Changeover Wizard and packaging machinery guru John R. Henry takes the mystery out of collaborative robots with this highly popular May 2015 article.
In his easy-to-read writing style, Henry tells us what cobots are—and what they’re not.
He also explains the two basic approaches to making cobots safe:
1. “Make the robot inherently safe. If it makes contact with a human co-worker, it immediately stops so that the worker feels no more than a gentle nudge.”
2. “A sensor-based approach allows collaborative use in faster and heavier applications.”
But he goes one step further—because “no discussion of robot safety can ignore the end-of-arm tooling (EOAT)”—to include information about various suppliers of soft grippers/fingers.
Henry concludes: “Robots have come a long way in just the past 10 to 15 years. They used to be expensive, complicated machines that could be a bit scary to work with and required highly skilled technicians. Now they have become almost just another member of the team, working side by side and taking care of the ergonomically hazardous scut work nobody enjoys doing.”
NEXT: How food processing methods affect your packaging operations
Different food processing methods place certain demands on packaging that all packaging production professionals need to understand to ensure product safety and plant efficiency.
In this detailed article, posted July 2016, food processing expert Murat Balaban considers the implications of packaging limitations, challenges, opportunities and costs for five thermal and non-thermal processing methods:
• Retort processing;
• Aseptic processing;
• Microwave-assisted thermal sterilization (MATS);
• High- and ultra-high-pressure processing (HPP / UHP); and
• High-intensity light pulse (HILP).
Balaban is professor and retired chair of Food Process Engineering at the University of Auckland in New Zealand. His research and teaching experience in the food processing area covers more than 40 years.
NEXT: Food packaging identified for new MATS processing
Our best-read packaging-production-related article of the year identified—back in June 2015—the potential of an emerging technology called microwave-assisted thermal sterilization (MATS) for food processing, as well as its implications for packaging. Perhaps you saw the potential yourselves, too, of this new thermal processing method that minimizes time-temperature requirements for killing microorganisms, and helps food companies produce healthier, tastier foods and cleaner labels.

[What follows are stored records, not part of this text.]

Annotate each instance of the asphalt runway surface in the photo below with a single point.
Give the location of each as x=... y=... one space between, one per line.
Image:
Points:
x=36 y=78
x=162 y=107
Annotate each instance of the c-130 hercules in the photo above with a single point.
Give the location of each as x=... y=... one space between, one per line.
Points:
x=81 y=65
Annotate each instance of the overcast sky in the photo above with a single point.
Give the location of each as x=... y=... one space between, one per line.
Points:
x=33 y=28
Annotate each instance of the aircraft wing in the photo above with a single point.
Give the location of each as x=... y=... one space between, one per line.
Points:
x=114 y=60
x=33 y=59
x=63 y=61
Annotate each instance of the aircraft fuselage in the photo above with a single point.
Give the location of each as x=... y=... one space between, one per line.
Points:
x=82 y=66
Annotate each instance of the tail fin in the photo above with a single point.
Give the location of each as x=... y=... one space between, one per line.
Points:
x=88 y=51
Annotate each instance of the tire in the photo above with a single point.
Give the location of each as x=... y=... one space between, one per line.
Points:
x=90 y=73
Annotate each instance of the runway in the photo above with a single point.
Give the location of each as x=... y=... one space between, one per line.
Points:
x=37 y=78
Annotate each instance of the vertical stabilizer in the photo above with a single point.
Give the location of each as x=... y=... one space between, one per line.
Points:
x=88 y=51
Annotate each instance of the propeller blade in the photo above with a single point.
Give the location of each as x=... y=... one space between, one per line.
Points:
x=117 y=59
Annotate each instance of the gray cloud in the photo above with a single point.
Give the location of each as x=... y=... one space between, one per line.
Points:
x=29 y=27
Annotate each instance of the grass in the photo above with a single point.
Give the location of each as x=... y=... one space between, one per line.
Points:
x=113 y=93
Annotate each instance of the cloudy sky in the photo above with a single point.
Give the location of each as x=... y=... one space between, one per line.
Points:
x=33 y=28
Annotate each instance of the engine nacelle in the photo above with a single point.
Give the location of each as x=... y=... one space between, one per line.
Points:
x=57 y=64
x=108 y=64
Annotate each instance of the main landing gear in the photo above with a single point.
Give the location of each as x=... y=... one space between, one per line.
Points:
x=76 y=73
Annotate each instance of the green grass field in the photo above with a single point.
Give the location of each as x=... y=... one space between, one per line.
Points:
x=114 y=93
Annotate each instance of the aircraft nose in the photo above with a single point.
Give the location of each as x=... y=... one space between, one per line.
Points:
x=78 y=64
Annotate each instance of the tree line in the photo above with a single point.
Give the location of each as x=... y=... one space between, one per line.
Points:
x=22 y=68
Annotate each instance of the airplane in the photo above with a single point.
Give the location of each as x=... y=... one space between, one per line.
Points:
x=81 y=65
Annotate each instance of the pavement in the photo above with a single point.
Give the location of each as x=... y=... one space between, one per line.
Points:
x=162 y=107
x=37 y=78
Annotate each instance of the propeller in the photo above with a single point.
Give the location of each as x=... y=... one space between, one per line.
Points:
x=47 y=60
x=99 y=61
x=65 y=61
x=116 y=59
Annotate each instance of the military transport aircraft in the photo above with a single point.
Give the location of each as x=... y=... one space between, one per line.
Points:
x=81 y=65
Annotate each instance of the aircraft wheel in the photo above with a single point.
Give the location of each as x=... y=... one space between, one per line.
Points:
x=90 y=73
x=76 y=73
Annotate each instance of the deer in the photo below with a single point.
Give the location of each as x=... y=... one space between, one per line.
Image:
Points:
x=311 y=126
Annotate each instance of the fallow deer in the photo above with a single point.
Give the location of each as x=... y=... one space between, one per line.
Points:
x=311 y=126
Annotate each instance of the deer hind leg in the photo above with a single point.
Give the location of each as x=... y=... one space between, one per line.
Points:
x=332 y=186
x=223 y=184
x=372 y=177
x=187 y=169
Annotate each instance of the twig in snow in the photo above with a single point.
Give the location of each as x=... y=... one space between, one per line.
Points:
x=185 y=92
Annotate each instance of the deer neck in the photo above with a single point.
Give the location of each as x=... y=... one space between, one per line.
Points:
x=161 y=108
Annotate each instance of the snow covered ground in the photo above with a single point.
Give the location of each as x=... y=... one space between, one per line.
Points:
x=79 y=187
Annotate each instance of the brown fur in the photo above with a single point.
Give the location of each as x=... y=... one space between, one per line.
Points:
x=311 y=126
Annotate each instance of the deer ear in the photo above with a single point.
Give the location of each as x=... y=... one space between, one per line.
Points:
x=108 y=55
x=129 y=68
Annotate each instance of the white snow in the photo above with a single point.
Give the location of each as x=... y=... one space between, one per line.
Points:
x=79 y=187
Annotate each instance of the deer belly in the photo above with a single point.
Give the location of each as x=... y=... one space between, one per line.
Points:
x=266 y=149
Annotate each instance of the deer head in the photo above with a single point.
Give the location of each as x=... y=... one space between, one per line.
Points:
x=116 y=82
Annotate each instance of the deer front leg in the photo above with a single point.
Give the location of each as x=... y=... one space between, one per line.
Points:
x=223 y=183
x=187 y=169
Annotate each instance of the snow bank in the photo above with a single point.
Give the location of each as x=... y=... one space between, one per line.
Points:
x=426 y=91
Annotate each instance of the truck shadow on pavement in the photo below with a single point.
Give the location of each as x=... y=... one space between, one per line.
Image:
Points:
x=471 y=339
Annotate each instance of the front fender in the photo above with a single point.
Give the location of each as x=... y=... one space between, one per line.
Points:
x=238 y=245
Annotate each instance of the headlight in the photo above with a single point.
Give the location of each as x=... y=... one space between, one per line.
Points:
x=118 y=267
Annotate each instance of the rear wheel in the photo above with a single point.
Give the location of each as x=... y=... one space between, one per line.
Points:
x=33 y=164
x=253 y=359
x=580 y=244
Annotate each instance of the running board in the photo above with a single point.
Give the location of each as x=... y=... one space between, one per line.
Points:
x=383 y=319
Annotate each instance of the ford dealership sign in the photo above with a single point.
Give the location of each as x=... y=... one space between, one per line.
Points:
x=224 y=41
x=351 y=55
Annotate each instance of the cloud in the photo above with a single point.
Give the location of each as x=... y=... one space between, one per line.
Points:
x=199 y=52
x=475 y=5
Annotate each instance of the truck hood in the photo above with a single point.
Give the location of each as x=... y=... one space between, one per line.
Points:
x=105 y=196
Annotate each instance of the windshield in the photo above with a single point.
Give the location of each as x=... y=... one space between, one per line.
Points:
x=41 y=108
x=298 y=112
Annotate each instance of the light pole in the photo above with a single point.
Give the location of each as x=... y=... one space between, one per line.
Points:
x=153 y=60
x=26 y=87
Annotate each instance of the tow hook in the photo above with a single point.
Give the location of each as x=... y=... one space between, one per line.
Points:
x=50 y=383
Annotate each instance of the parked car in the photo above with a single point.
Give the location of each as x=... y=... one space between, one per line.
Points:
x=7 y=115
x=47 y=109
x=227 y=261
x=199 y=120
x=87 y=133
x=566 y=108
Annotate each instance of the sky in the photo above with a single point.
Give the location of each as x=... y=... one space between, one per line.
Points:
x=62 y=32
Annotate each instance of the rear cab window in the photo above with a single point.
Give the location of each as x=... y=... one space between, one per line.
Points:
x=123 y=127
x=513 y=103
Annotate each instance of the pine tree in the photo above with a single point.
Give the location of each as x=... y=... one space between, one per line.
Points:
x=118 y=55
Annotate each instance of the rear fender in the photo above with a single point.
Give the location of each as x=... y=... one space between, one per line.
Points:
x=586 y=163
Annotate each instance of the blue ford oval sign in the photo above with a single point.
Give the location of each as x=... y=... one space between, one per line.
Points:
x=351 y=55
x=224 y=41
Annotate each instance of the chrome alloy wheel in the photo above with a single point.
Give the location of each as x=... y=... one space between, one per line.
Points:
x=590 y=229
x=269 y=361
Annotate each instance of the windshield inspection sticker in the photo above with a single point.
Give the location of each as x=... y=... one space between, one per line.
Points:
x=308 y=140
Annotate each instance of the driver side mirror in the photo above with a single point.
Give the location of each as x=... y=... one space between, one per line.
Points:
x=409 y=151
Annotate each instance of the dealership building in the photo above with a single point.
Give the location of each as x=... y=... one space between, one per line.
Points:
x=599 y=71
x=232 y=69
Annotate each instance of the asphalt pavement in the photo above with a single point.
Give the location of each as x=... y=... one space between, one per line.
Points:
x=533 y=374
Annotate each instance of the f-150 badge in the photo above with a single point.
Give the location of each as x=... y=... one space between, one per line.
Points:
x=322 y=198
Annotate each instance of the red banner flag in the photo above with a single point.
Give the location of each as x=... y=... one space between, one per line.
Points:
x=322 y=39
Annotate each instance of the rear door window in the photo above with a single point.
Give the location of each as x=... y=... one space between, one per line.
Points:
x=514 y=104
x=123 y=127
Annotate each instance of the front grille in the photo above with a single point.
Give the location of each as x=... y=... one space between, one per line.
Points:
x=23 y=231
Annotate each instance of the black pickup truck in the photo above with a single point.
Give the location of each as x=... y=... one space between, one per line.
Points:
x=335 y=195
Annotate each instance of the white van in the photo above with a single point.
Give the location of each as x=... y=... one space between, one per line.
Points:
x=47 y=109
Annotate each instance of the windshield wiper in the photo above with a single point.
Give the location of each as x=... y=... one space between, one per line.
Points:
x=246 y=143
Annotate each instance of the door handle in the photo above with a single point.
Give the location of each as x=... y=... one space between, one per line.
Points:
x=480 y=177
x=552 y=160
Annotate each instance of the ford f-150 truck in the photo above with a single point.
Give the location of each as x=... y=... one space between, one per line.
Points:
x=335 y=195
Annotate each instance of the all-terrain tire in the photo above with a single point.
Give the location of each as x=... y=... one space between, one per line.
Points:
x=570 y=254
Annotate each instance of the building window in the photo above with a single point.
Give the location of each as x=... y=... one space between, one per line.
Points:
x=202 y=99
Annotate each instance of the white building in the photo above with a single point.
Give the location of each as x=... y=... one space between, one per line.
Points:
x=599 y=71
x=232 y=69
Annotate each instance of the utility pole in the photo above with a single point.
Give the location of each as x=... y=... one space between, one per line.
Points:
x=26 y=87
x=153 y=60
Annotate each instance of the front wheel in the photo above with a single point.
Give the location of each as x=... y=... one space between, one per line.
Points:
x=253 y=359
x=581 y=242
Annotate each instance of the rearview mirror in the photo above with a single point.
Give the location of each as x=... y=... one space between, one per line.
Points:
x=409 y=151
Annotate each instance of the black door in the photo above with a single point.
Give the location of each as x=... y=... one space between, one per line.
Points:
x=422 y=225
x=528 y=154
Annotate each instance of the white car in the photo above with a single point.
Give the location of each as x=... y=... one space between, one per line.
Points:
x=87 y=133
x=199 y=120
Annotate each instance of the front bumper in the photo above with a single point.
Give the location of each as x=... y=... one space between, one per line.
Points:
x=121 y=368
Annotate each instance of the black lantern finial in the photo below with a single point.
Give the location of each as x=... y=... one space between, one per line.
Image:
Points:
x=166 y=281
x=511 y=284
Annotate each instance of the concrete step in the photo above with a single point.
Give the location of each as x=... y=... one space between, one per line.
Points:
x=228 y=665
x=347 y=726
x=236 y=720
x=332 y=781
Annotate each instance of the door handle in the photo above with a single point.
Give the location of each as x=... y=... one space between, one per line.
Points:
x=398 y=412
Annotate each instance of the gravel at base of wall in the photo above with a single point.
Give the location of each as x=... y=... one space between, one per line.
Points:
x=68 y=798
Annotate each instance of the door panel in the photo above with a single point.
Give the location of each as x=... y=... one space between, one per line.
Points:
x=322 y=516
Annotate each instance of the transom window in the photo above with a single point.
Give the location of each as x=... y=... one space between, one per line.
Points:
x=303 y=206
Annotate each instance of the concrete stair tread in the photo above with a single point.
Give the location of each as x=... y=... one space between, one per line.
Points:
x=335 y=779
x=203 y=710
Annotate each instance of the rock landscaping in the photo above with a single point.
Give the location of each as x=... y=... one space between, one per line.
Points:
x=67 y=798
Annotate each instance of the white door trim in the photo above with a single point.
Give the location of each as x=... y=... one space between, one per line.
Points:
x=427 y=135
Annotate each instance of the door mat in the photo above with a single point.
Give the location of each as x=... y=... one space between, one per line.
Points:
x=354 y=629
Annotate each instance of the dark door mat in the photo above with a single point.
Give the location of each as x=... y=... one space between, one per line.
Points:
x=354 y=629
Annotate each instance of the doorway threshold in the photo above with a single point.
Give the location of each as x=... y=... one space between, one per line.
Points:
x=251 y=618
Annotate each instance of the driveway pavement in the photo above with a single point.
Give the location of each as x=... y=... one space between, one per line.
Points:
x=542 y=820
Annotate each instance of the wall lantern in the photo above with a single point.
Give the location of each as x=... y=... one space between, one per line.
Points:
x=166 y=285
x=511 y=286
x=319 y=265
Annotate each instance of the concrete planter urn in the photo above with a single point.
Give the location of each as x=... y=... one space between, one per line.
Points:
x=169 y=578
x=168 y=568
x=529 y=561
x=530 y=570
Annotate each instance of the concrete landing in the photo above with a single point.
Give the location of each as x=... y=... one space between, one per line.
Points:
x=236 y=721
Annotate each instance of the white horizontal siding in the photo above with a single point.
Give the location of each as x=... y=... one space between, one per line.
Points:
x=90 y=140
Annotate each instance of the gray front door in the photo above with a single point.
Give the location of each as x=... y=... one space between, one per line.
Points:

Or maybe your interest was piqued when news got out that Amazon is investing in MATS to help push through the ecommerce barrier of refrigerated/frozen grocery delivery.
Matt Raider, COO of 915 Labs, licensee of the technology, explains that packaged food is simultaneously immersed in pressurized hot water and heated directly by 915 megahertz (MHz) frequency microwaves. The process is much shorter (10 to 15 minutes’ time) and gentler than retort, which takes about an hour. Because of its shorter, gentler process, MATS “opens up a whole universe of possibilities for packaging design, including down-gauging materials, reducing barrier materials and using entirely different materials than typical retort applications,” says Raider.
He also told Packaging Digest in September 2017 that commercialization of the technology is progressing: “We have an installed base of MATS systems around the world. The first MATS-made products hit retail shelves in Asia in June and we expect MATS-processed foods to be launched in the U.S. in early 2018.”
Packaging Digest will keep an eye out for updates on these and other key packaging automation and production trends and technologies. Happy reading!